教育長あいさつ

子どもたちは地域の宝、地域の未来 

 山本教育長の写真   鳥取県教育委員会教育長 山本仁志

 新学期が始まり、児童・生徒の皆さんは気持ちも新たに学校生活のスタートを切られたことと思います。
 さて、昨年10月21日に鳥取県を襲った震度6弱の大地震は、中部地区を中心に県民の皆様に大きな被害をもたらしましたが、地域の支えあいの絆の力や県内外からの多くの支援に支えられ、今着実に復興へと歩みを進めています。そんな中にあって、子どもたちもこの震災から多くのことを学んだようです。「温かい食べ物のありがたさ」「普通の日常の中にこそ幸せがあるということ」「困難やつらい状況の中で前向きに考えることの大切さ」などなど。
 子どもたちがこれから生きていく21世紀の社会は、少子高齢化、グローバル化の進行やAI(人工知能)の発展などに伴って大きな変動が起こり、今回の地震以上に誰も経験したことのない課題やこれまでの知識や経験の集積だけでは解決が困難な課題が次々と起こる社会であろうかと思います。
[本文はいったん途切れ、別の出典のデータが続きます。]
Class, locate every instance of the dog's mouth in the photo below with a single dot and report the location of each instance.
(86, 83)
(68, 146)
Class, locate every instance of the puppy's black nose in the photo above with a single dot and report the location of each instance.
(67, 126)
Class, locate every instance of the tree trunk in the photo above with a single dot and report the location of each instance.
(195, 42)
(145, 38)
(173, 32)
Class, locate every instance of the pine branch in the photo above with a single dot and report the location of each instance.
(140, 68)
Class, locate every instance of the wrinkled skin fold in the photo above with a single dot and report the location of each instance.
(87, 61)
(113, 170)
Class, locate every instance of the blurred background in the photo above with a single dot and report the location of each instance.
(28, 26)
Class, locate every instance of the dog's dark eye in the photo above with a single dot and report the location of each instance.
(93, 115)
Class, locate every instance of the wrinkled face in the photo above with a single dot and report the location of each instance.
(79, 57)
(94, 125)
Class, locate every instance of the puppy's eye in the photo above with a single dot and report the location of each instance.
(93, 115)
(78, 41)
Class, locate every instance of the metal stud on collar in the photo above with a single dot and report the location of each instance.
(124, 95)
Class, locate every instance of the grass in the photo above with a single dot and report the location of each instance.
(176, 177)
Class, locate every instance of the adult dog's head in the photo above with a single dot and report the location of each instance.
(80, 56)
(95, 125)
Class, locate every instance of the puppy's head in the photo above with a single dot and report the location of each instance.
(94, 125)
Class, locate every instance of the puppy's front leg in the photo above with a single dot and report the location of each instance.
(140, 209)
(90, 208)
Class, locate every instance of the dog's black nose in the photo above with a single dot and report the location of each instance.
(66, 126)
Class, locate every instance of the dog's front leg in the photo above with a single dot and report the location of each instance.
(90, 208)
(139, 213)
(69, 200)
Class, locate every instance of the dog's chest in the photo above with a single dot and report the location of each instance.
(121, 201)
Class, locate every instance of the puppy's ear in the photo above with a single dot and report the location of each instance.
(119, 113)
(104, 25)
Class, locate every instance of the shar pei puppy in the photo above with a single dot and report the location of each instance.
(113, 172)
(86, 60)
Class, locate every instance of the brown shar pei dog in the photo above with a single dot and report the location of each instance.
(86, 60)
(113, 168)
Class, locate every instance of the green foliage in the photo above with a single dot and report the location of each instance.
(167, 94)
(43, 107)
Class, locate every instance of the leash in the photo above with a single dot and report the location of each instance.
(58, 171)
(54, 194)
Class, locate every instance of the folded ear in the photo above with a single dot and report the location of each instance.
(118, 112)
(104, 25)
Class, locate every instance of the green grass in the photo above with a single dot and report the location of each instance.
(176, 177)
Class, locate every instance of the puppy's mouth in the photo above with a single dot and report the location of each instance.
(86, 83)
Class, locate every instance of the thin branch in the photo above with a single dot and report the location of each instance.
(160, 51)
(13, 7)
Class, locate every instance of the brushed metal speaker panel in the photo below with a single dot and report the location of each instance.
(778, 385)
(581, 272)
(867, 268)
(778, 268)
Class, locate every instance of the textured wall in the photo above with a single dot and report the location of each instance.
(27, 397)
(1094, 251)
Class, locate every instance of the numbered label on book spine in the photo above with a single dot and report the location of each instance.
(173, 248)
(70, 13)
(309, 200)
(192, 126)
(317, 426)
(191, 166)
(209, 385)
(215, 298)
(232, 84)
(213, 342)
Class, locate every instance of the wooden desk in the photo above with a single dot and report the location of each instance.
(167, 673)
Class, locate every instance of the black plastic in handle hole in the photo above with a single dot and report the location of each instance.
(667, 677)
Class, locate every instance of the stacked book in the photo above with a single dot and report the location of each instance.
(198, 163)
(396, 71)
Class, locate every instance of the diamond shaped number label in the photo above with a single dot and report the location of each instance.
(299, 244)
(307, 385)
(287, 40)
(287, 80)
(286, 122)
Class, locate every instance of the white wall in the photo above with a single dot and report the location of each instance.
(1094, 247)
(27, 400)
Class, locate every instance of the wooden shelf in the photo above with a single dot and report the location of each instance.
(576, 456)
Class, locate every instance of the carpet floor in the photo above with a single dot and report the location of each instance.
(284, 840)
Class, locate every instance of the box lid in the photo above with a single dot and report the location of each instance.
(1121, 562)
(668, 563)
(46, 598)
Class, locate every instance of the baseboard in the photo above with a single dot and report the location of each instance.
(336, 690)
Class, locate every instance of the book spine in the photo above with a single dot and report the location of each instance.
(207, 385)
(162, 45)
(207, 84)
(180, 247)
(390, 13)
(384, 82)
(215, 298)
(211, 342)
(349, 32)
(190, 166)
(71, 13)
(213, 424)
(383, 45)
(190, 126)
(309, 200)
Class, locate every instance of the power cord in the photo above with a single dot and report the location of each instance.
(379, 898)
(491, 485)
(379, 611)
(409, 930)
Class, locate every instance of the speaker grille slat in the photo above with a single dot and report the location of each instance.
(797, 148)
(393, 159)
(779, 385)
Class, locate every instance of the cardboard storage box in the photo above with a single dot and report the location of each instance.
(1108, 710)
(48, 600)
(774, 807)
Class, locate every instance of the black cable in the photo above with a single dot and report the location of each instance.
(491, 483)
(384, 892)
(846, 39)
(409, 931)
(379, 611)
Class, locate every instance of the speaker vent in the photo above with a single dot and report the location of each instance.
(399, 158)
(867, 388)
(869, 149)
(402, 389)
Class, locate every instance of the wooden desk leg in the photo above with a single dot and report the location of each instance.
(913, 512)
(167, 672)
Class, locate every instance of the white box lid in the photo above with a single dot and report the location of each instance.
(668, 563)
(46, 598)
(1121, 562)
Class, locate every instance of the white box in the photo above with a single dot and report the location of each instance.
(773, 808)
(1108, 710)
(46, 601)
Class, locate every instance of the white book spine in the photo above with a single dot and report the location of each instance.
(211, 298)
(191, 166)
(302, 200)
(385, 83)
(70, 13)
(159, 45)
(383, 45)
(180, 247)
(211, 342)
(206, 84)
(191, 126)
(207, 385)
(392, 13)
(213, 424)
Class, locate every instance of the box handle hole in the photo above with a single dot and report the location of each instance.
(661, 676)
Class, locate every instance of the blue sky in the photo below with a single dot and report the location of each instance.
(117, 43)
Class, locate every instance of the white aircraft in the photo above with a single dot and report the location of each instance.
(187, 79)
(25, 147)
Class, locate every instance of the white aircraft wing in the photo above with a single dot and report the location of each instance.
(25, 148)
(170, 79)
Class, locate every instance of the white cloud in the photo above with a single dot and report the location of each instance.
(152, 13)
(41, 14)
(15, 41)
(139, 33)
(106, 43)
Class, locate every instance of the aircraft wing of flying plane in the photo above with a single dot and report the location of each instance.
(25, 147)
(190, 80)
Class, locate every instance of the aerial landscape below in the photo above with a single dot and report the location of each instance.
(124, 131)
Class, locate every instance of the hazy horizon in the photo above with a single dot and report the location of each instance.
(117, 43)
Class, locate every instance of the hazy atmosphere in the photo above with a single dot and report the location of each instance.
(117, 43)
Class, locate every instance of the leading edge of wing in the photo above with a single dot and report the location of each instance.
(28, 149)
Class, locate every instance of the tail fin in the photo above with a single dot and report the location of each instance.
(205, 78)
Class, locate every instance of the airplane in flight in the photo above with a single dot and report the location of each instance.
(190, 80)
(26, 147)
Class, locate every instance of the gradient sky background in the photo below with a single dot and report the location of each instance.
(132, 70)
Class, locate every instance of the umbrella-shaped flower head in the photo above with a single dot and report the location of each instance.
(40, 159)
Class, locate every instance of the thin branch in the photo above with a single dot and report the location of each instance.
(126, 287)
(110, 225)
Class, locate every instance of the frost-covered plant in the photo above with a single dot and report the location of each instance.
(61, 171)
子どもたちがこうした社会や時代を生き、地域の未来を担っていくために、学ぶ意欲を高め、基礎・基本を確実に定着させて、自ら学び、自ら考え判断し行動していく力を育成することが大切です。また、人と人との絆の中で協働し、新しい考えや価値を生み出していけるようにすることも必要です。鳥取県では、知事と教育委員会が協議して「教育に関する大綱」を策定し、少人数学級を生かした主体的な学びによる学力向上やグローバル化に対応した英語教育の充実、土曜授業等の取組、ITCを活用した教育の充実、ともに生きるための特別支援教育の充実などに取り組んでまいります。
 また一方、「子どもたちは地域の宝、地域の未来」「地域の子どもは地域で育てる」という認識のもと、学校・家庭・地域が互いに連携・協力し、地域の未来を担う子どもたちの成長を地域全体で見守り、支えていくことが大切であり、そのことがひいては地域の発展につながるのだと思います。コミュニティスクールや学校支援ボランティアなど、地域で子どもたちの成長を見守る取組を進めるとともに、地域や地元企業と連携した教育活動やふるさと教育の充実等を進めてまいります。
 夢に向かってチャレンジし、失敗を重ねながらも可能性を最大限に発揮して伸びてゆく子ども、家庭や郷土に育まれる子どもを、県民の皆さんと一緒になって、見守り育てまいる所存でありますので、皆様のご理解とご協力をお願いします。